Mexico faces South Korea for Group A lead at World Cup 2026
Mexico entered its clash with South Korea needing the points and the message. Javier Aguirre planned three changes to protect the Group A lead.

Javier Aguirre treated Mexico’s meeting with South Korea as a test of judgment as much as execution. With the Group A lead on the line at Estadio Akron, Mexico arrived with a path to the next round, but also with the pressure of finishing on top of the group.
Aguirre planned three changes to his lineup, a clear sign that he was not simply shuffling names. The adjustments were aimed at refreshing the side and finding a formula that could solve a South Korea team that had also won its debut. In a group this tight, the line between prudent rotation and indecision is thin; Aguirre’s choice pointed to both caution and intent. Mexico needed energy, but it also needed control.

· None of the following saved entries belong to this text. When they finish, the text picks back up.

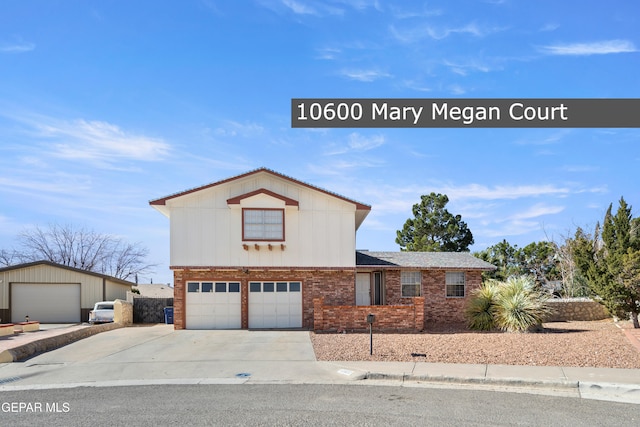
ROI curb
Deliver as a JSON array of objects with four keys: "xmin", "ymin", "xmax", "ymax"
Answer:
[
  {"xmin": 0, "ymin": 323, "xmax": 123, "ymax": 363},
  {"xmin": 363, "ymin": 372, "xmax": 579, "ymax": 390},
  {"xmin": 362, "ymin": 372, "xmax": 640, "ymax": 403}
]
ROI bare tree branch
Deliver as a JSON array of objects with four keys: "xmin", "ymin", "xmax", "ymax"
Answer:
[{"xmin": 11, "ymin": 223, "xmax": 155, "ymax": 280}]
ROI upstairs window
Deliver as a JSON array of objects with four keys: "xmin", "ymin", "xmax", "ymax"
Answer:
[{"xmin": 243, "ymin": 208, "xmax": 284, "ymax": 241}]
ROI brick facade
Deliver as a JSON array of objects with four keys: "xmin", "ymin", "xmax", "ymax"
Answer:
[
  {"xmin": 422, "ymin": 270, "xmax": 483, "ymax": 323},
  {"xmin": 173, "ymin": 267, "xmax": 483, "ymax": 330},
  {"xmin": 172, "ymin": 268, "xmax": 355, "ymax": 330},
  {"xmin": 367, "ymin": 269, "xmax": 483, "ymax": 325},
  {"xmin": 314, "ymin": 296, "xmax": 425, "ymax": 332}
]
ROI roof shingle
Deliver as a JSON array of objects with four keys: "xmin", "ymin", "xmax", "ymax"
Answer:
[{"xmin": 356, "ymin": 251, "xmax": 496, "ymax": 270}]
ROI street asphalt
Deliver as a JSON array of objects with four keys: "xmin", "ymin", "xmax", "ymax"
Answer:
[{"xmin": 0, "ymin": 323, "xmax": 639, "ymax": 404}]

The most immediate forced adjustment came in defense. César Montes was suspended after an expulsion, and Aguirre already had a replacement lined up to absorb that loss. That mattered because South Korea offered a different kind of stress than a routine group opponent: pace, movement and enough confidence from its opening win to punish a back line that hesitated. Replacing Montes was not just a personnel decision, it was a structural one.
The pattern fit a manager who has used lineup changes as a tool rather than a retreat. In a previous Mexico-South Korea match, Aguirre shook up his starting eleven so thoroughly that only three players repeated from the game before against Japan. That history made the new three-change plan look less like panic than a familiar method: adjust the pieces, keep the group alert and send a message that no place is guaranteed. Against a South Korea side that arrived with momentum, that was a defensible approach, even if it risked disrupting continuity.
Mexico’s calculation was straightforward. Win, and the team moved very close to securing qualification while taking command of the group race. Fail to impose itself, and the conversation shifted from control to uncertainty. Aguirre’s changes showed that he understood both truths at once: in the World Cup group stage, protecting the roster matters, but the result matters more.